Timing was everything. GM’s corporate ban on racing in 1963 proved that they were sensitive to playing the role of good corporate citizen. And they had good reason to be concerned. Also in November of 1965, the same time period that the 427s were re-rated, a book appeared by an Ivy-league lawyer that would stir things up and reverberate for years to come – Ralph Nader’s hit piece Unsafe At Any Speed. Before it was all over, GM’s president, James Roche, was dragged before a US Senate subcommittee for grilling, and to apologize to Nader for having him investigated.
Politics aside, Chevrolet had built a magnificent 427. The L72 was an extension of 1965’s 425hp L78 396, only hogged out to NASCAR’s seven-liter displacement limit.

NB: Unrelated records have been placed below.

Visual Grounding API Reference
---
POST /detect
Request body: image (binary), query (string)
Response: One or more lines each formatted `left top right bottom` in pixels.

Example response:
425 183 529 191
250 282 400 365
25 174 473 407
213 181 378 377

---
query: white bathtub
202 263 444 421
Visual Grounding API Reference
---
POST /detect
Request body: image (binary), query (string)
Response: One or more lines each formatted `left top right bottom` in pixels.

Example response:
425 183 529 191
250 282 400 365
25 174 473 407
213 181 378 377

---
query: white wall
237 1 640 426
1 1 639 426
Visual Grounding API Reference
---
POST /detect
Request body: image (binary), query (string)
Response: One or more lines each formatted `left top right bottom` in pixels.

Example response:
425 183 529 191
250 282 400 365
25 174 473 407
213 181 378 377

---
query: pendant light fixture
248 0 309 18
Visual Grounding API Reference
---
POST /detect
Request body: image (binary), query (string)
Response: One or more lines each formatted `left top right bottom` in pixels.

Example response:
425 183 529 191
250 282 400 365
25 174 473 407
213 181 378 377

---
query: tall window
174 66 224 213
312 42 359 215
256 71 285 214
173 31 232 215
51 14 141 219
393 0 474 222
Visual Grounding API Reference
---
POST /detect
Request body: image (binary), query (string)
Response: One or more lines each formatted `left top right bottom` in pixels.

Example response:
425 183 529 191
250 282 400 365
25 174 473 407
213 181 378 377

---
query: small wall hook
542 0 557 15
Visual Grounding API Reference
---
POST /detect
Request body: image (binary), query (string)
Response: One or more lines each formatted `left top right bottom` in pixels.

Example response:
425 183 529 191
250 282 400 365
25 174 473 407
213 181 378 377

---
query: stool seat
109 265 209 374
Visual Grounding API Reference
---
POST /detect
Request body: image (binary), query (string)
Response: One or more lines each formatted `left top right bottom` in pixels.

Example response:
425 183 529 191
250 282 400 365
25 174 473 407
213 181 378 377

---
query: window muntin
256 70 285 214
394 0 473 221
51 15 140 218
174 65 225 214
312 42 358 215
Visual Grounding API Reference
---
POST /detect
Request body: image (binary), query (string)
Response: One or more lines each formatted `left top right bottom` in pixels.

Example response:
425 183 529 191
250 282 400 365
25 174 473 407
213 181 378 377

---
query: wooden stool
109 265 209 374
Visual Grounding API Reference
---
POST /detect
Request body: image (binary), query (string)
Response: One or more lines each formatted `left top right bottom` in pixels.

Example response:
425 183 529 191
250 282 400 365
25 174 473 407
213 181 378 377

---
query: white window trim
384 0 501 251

Inside was a generous sprinkling of goodies – 4-bolt mains, forged steel crank and rods, forged aluminum pistons, 11:1 compression ratio, big-valve (2.19-in/1.72-in.) heads, a .5197-inch lift cam, aluminum intake, and a Holley 800-cfm carb. It was the strongest, most durable big-block Chevrolet had offered to date.
Many people believe that the L72 was underrated at 425hp. It was. In June 1965, a few months prior to the engine’s public release, Chevrolet conducted an internal dyno test. The L72 made 464 hp at 6400 rpm and output was still climbing. Its 425 hp level happened way down the curve at around 5100 rpm. Did Chevrolet doctor the numbers? You bet.

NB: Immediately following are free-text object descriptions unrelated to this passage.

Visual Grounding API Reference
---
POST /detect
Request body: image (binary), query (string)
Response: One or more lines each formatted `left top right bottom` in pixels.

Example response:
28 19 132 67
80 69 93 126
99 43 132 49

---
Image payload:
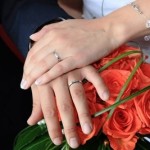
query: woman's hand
28 65 109 149
20 19 117 90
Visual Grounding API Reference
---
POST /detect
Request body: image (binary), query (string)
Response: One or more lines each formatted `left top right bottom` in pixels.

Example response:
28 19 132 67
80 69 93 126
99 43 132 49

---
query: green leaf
14 124 47 150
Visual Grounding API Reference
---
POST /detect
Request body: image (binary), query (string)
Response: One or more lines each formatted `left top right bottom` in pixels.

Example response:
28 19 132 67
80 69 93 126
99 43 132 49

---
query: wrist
94 1 150 49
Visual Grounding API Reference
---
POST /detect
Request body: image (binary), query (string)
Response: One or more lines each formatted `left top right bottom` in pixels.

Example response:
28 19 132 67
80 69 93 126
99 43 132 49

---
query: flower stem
107 57 143 119
98 50 141 72
94 85 150 117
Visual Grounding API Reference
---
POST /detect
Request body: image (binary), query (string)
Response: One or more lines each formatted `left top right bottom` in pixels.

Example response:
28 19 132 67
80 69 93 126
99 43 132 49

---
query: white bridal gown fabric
83 0 150 63
82 0 134 19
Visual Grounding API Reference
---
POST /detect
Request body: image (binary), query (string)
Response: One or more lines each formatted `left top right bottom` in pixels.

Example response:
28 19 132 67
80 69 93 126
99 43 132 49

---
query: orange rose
134 90 150 134
107 135 138 150
74 81 107 145
100 69 136 108
134 67 150 90
100 70 130 98
93 45 140 71
140 63 150 78
83 82 97 103
103 107 142 150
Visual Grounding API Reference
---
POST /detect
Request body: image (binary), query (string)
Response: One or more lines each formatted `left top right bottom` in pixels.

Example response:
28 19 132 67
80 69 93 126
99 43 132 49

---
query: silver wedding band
53 51 61 62
69 80 82 88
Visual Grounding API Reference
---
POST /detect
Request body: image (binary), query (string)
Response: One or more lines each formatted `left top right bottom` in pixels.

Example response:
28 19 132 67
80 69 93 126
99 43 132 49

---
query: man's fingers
27 85 43 125
52 77 80 149
39 84 63 146
68 77 92 135
82 66 109 101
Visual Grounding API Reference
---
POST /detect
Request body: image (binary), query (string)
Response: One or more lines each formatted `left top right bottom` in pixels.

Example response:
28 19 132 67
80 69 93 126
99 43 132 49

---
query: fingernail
102 91 109 101
27 117 32 125
35 78 42 85
53 137 62 145
69 138 79 149
29 34 35 39
82 123 92 134
20 79 28 89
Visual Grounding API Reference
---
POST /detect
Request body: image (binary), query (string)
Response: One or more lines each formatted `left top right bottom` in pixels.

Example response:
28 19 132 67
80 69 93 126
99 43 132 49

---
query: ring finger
52 76 80 149
68 77 92 135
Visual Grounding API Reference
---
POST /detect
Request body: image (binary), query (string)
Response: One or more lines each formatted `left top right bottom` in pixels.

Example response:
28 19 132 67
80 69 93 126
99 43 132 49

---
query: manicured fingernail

On the street there wasn’t a lot of competition for the L72. Designed as a flagship engine for the Corvette, the Sting Ray turned in a red hot 12.60 @ 112 mph for Car and Driver’s November 1965 issue, which placed it behind only the 427 Cobra for all-time fastest road test of the musclecar era. In a full-sized car, the weight would be a factor, but other than a sharp ’66 street Hemi, there wasn’t much to fear.

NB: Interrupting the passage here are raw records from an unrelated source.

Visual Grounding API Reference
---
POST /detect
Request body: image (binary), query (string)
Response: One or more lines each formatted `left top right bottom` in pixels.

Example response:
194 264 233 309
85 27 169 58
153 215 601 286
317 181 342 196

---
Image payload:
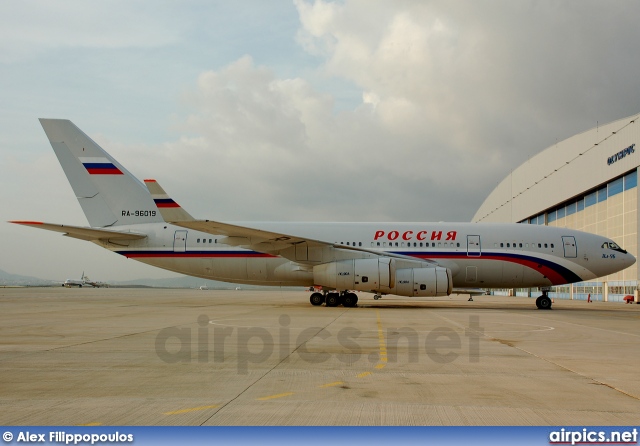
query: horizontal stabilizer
9 221 147 242
144 179 195 222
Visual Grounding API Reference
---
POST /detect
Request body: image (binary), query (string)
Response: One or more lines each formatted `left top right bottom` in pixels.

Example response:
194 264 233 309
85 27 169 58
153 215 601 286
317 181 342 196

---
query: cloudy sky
2 0 640 281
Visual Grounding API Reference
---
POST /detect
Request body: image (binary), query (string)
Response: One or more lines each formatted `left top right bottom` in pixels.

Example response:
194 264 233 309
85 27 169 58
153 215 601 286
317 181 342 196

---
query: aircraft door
467 235 481 257
562 236 577 258
174 230 187 252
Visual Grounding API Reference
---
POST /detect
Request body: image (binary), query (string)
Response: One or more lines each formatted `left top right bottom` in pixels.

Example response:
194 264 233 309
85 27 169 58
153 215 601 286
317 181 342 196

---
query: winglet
144 179 195 222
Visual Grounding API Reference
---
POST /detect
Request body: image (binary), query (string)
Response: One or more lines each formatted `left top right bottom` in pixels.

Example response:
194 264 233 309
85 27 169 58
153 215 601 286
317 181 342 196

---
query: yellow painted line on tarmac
163 404 220 415
319 381 345 388
257 392 295 401
77 422 102 426
374 363 386 369
357 371 372 378
376 310 388 365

Floyd Garrett owned this Regal Red beaut when we photographed it. He bought a ’66 427 Impala back in the day, but his was the lower horse L36. He was always on the lookout for another, but as rare as they are, he didn’t have much luck finding one. So he did the next best thing – he began building one using a nicely preserved small-block Impala as the starting point. During its construction, Floyd had some questions and called a friend who had a genuine 427 Impala. The friend offered to sell it to him and Floyd didn’t have to think twice. It was on display at the Floyd Garrett Muscle Car Museum in Sevierville, Tennessee (865) 908-0882, musclecarmuseum.com
Not surprisingly, the car was a drag racer in its early days, and suspension brackets had been welded onto the frame before the restoration. It was found in Michigan with its original engine and drivetrain. It went to Virginia for a restoration, then on to Floyd’s. Today it has only 64,125 miles on the clock. It’s a showcase of the top performance options, with Tinted Glass, Deluxe Seat Belts, Comfortilt Steering Wheel, and AM/FM Radio the only non-performance options. Total bill for the package was a mere $3883.40.
Floyd likes his Chevrolets big and powerful, and this heavy hitter scores big on both fronts!